Over your career you’ve made records that were traditional, some country, some folk, some experimental, some rock. Are there are genres and forms you’d still like to explore?
I was very fortunate in the 1960s to discover electronic music, which made me a fearless pioneer in all things digital. Not much of a learning curve from there into computer music. I had a studio in my house when most of the folkies were discovering eight tracks. So I have had the luxury of creating pretty much anything I could dream up and do it all the time. I went from 1970s music computers (a Synclavier and Fairlight) right to my first Macintosh in 1984 and I explore digital music and visuals all the time, although in the U.S. my work was pretty invisible.
How did you arrive at your technique/style?
I don’t know. I just never saw the sense in trying to sound like somebody else, last week’s flavor of the month. I always wanted to bring audiences something unique you couldn’t get anywhere else. Politically, I covered the bases that nobody else was covering: in Indian country. Also, I was so sure I’d never last, I didn’t even think of myself as a singer, but just a songwriter. I was so shy that I would concentrate on whatever the song was about. Later, out of embarrassment, I learned how to listen to myself, became a better singer I think.

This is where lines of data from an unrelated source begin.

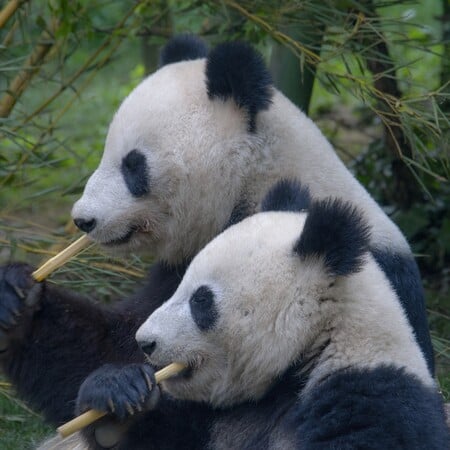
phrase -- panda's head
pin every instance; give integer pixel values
(253, 301)
(177, 150)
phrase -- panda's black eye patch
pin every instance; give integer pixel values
(135, 173)
(203, 308)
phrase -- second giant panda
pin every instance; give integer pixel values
(198, 142)
(293, 338)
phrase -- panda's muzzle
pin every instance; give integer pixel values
(121, 240)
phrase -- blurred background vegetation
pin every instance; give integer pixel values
(374, 75)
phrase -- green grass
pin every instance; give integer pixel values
(19, 427)
(43, 191)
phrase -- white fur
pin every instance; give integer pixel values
(273, 307)
(202, 162)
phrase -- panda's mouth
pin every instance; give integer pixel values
(121, 240)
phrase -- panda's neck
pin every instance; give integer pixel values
(367, 329)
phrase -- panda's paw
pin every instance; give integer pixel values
(119, 390)
(20, 297)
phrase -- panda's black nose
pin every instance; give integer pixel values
(85, 225)
(148, 347)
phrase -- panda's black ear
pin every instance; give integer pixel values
(235, 70)
(336, 232)
(183, 47)
(286, 195)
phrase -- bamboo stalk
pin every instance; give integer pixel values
(61, 258)
(92, 415)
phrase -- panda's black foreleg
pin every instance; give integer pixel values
(52, 339)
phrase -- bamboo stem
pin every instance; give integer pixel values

The thing is: I’m dyslexic in music. I can write for an orchestra, but cannot read it back the next day. I’m all “by ear.” By default I’m a “natural” musician rather than a schooled one, and it’s left my originality intact. Unless I’m going for some ancient effect, my songs usually sound very “conversational.” The words are sung as if we are in a conversation, which makes them approachable, understandable.
How would you talk to an aspiring songwriter about writing songs like that that seem to resonate with so many?
I’d say I got real lucky with certain songs, and that some of my own favorites have never gotten any airplay, so don’t take it personally no matter what happens. There’s so much potential money in show business, all kinds of people – from angels to sharks – are part of the life of any success or ‘failure’. Thanks to all!
Are there any boxed sets/. Unreleased re-issues, things like that in the works?
You can see all my records at my website buffysainte-marie.com and there are audio clips for many songs. We are re-issuing “Pathfinder: Buried Treasures,” a collection of three albums recorded in the 1970s that never received any airplay because of the blacklisting (both Johnson and Nixon administrations). Also, we are re-issuing “Up Where We Belong,” which is a collection of all the songs most requested at concerts: Universal Soldier, Until It’s Time for You to Go, Bury My Heart at Wounded Knee, Starwalker etc.
There’s also a DVD packaged together with “Running for the Drum” called “A MultiMedia Life,” which is about my work.
And Blair Stonechild, a Cree historian, has just finished writing my biography. It’ll be out this winter.
I’m currently touring Europe and Canada, with rare U.S. concerts, with my band, who are all Aboriginal guys from reservations in Canada. Jesse Green (Ojibwe and Lakota) on guitars; Mike Bruyere (Ojibwe) on drums; and Leroy Constant (Cree) on bass. I play guitars, keyboards, mouthbow, and computer; oh, and I sing.